A modo de respuesta, ella levantó mucho las caderas, para que la punta de su ser entrara en ella, y oyó que él aspiraba muy hondo. Le mordió un labio y despacio, suavemente, con extremo cuidado, penetró en ella. Durante un instante un dolor agudo la hizo gritar, pero él la atrajo hacia sí, murmurando, susurrando, besándola.

Lydia apenas podía respirar. Todo pensamiento cesó. Todo su mundo se convirtió en ese instante. Un calor agudo que recorría todo su cuerpo y que, ardiente, abría nuevos senderos en su carne. Y en la carne de él. En la carne de los dos. Que convertía sus dos carnes en una sola. Y cuando el clímax final y tembloroso los desgarró a los dos, ella creyó que moría, literalmente. Y que los dioses de Chang An Lo se la llevaban a un nuevo más allá.


No hubo pesadillas. Esa noche no. Ella se las había llevado.

Chang An Lo no podía apartar los ojos de ella, a pesar de la oscuridad. Lydia había apoyado la cabeza en su hombro, y mientras dormía él apretaba la mejilla contra su pelo, para sentirlo otra vez, para acariciar sus llamas. Su mente se adelantaba, se retorcía, trataba de verle la cara oculta al futuro, pero él la hacía regresar. Al presente. A ese momento. A ese ahora. A ese punto perfecto de tiempo.

Se esforzaba por centrarse. Por aclarar sus sentidos. Pero sólo sentía la alegría de estar con ella, la maravilla física de ella, su olor dulce. Su muchacha-zorro. Revivía mentalmente cada segundo ahí tendido, en las horas previas al alba. Volvía a oír los débiles grititos de placer. Sentía sus dientes apretados contra su cuello.
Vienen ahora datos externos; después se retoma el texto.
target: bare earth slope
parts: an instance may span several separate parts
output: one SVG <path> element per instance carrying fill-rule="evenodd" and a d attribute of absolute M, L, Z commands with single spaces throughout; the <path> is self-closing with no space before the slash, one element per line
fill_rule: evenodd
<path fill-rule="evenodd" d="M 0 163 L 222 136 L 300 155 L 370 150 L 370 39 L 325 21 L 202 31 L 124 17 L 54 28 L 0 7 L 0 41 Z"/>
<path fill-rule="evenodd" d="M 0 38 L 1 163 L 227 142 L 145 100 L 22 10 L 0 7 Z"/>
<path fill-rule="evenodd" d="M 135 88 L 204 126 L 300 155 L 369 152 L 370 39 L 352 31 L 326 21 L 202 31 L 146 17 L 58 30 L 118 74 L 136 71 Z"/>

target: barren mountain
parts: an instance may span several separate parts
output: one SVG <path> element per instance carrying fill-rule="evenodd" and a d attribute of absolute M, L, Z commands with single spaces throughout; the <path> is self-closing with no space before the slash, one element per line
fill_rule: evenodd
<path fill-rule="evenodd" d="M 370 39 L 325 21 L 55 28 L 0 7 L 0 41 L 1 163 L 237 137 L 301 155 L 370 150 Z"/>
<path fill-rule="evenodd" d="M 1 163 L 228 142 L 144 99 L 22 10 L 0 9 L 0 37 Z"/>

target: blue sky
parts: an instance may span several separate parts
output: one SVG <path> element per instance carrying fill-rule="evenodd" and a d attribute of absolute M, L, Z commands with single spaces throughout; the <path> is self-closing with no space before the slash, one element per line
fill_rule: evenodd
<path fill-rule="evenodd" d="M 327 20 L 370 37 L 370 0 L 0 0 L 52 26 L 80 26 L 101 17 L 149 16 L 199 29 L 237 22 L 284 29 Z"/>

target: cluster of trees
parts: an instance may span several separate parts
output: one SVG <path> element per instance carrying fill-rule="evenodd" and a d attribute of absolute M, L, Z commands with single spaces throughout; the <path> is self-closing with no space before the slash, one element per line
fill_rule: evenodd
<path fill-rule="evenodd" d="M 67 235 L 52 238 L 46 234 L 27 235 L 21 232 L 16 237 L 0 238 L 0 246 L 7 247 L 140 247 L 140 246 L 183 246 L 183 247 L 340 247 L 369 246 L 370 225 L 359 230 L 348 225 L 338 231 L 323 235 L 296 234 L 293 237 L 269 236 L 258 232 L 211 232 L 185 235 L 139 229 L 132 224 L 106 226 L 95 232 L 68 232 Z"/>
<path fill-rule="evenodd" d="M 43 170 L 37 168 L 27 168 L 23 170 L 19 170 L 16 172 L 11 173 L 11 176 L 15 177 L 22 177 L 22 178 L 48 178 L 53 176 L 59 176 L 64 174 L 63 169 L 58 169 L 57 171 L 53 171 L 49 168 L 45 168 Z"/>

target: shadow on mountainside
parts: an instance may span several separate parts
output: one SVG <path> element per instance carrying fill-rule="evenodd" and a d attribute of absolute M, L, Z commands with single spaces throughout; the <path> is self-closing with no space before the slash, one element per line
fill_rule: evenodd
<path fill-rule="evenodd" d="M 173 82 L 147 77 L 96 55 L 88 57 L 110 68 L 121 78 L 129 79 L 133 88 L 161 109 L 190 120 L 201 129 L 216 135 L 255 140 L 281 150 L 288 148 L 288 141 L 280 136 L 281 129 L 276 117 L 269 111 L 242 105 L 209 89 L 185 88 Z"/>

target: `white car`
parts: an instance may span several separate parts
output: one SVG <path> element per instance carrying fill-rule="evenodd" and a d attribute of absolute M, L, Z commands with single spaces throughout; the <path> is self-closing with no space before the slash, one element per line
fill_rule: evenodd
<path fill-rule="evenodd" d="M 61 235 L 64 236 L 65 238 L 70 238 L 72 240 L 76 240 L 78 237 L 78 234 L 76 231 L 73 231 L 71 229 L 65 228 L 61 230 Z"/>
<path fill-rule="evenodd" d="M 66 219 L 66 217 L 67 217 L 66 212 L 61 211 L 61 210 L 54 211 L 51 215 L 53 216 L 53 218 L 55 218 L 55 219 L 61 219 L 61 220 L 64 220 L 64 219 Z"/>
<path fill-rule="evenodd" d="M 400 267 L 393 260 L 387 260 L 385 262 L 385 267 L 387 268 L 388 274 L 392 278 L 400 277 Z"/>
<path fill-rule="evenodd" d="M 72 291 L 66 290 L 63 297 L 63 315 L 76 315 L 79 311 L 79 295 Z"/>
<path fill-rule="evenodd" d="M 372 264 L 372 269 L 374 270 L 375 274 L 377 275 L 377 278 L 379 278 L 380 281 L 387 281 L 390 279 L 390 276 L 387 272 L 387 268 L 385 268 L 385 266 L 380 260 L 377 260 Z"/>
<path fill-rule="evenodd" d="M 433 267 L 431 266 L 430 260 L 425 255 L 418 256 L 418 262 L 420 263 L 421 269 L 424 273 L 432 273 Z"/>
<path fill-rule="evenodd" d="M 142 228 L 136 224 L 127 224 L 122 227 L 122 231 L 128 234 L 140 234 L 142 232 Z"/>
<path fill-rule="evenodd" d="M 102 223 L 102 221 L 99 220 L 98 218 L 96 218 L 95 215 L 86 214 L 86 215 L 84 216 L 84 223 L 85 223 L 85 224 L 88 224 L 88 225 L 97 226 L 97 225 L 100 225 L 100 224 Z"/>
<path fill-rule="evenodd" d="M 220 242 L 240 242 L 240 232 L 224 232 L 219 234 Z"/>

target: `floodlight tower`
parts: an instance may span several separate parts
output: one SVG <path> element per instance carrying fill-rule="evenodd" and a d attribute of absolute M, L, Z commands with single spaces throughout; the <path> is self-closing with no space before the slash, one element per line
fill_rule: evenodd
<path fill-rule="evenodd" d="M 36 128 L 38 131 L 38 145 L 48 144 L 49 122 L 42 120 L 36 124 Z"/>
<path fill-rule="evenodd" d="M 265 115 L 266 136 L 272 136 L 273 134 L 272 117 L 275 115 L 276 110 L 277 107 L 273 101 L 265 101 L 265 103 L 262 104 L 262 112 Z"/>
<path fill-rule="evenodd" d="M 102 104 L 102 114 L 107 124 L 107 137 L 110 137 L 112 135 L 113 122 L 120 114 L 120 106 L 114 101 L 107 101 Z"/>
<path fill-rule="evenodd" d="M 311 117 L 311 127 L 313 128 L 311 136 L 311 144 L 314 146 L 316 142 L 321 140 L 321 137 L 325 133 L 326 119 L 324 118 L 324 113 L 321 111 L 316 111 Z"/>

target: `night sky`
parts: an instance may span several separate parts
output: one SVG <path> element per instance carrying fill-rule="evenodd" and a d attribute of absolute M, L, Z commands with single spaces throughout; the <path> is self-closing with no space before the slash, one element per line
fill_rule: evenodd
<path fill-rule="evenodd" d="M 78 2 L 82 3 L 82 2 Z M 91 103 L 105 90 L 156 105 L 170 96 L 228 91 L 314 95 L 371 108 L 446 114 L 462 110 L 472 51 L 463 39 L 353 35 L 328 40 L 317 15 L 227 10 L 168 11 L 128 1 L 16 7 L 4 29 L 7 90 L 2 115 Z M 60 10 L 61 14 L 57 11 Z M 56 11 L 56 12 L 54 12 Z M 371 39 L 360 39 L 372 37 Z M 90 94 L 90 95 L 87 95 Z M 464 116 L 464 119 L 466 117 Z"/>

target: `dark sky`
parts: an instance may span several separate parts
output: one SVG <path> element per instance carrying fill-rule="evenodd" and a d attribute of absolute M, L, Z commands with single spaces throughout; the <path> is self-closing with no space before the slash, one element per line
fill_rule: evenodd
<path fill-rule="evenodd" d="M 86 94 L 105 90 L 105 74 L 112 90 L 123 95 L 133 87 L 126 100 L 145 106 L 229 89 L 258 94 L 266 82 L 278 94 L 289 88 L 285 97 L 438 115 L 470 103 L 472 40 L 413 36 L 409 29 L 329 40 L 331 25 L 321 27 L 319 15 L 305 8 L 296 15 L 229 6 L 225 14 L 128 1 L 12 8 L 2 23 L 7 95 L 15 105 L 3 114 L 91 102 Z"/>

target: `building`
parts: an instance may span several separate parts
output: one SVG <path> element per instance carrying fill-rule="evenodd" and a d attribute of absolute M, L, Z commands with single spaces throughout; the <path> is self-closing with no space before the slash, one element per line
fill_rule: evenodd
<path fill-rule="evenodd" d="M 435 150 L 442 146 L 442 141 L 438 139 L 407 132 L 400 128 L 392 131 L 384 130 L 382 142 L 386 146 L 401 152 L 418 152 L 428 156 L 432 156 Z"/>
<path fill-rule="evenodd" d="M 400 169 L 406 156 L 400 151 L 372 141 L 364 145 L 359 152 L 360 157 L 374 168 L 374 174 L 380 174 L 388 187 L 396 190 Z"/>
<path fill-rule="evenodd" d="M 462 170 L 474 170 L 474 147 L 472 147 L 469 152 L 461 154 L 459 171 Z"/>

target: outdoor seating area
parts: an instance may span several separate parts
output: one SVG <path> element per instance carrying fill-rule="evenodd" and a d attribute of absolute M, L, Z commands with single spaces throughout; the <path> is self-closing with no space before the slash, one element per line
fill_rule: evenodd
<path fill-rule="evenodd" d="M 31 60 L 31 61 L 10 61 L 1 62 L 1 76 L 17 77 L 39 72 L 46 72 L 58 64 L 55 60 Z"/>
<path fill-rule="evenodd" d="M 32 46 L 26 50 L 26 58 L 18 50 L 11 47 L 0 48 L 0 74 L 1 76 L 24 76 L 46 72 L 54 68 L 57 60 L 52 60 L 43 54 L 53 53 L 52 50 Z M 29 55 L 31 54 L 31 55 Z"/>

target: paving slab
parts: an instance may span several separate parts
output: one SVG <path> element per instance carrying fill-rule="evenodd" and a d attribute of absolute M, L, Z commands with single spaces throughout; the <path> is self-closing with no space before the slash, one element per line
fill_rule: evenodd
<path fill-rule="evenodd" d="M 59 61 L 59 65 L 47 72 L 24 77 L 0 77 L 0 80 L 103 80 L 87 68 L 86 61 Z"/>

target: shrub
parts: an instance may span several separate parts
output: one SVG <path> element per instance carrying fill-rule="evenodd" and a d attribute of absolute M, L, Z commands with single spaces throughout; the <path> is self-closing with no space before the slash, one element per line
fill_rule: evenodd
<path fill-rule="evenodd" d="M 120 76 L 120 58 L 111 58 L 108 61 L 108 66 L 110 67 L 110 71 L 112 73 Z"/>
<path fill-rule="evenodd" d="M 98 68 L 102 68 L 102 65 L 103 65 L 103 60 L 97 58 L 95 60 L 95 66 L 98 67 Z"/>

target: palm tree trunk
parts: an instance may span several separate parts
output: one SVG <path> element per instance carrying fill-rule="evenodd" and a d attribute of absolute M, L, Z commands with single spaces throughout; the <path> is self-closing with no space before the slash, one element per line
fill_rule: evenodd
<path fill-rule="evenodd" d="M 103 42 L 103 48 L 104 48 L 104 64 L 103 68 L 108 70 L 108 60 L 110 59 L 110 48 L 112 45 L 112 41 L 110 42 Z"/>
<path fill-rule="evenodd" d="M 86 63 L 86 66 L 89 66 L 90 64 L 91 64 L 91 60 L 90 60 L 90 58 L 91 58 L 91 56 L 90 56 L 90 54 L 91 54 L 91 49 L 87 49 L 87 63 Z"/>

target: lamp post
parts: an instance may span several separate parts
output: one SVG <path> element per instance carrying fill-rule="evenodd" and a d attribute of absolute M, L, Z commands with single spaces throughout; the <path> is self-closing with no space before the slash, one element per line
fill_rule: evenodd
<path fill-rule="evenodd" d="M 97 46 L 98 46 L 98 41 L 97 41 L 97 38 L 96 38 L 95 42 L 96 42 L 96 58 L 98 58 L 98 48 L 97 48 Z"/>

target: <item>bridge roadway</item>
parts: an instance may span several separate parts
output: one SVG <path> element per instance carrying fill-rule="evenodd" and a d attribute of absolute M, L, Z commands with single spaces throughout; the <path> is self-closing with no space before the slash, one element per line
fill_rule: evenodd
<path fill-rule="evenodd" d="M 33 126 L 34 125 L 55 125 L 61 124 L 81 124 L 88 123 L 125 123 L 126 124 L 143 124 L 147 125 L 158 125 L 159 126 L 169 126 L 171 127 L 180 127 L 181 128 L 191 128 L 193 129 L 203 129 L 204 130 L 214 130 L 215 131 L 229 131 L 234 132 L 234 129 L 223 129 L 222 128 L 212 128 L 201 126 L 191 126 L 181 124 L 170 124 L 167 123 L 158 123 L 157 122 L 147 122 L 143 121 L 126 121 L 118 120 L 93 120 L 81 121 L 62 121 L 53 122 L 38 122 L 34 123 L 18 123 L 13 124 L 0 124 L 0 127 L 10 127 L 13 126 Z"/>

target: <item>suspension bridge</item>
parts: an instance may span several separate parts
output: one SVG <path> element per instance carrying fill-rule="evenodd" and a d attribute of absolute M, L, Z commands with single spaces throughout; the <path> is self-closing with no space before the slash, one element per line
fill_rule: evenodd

Los músculos fuertes en su interior. Ese momento de certeza en el que…

No. Apartó su mente y se obligó a regresar al presente. No en lo que había sucedido. Ni en lo que estaba por venir. En el ahora. Respirar cada bocanada de aire por completo, sin pensar en la siguiente. Los dioses le habían proporcionado un tesoro al que pocos se acercaban a lo largo de una vida. Y no pensaba malgastarlo temiendo que viniera algún ladrón y se lo robara mañana, o pasado mañana. Le rozó la frente con los labios, y los dejó ahí, apoyados contra su piel, tibia y olorosa de sueño. Clavó los ojos en la mata oscura de su pelo, y escuchó su respiración. Debía aclararse las ideas. Pensar qué era lo mejor para ella.


– ¿Estás cansado?

Unos ojos enormes. Unos pozos inmensos de luz ambarina.

– No. -Chang le sonrió en la oscuridad, tendido a su lado, con la cabeza apoyada en la almohada-. Me siento mejor. Mucho mejor. Fuerte por dentro una vez más.

– Bien.

Él le besó la oreja.

– Tienes unas orejas perfectas. Dos valiosos rizos de porcelana.

Ella se echó a reír y le pasó la pierna por encima. Chang se excitó al instante. Le acarició el pecho y sintió que sus músculos, bajo la piel, volvían a la vida. En esa ocasión ella le facilitó las cosas. Se sentó a horcajadas sobre él y se meció con ritmo acelerado, mientras él, con la mano, le acariciaba los pechos hinchados, firmes, duros, que eran una invitación constante para su lengua. Le observaba el rostro móvil, expresivo, que decía tantas cosas. Fijó en su mente aquella imagen, como un pintor que pintara un delicado plato de porcelana.

La libertad de su pasión, su manera de echar el pelo hacia delante, de pegar sus labios a los suyos, de arquearse sobre él con franco deseo, eran cosas nuevas para él, y despertaban su anhelo de ella más y más. Pero también le conmovían, llegaban a un punto de su ser al que nadie había llegado. Y se preguntaba, mientras le acariciaba los costados y la veía temblar, si no sería él el virgen.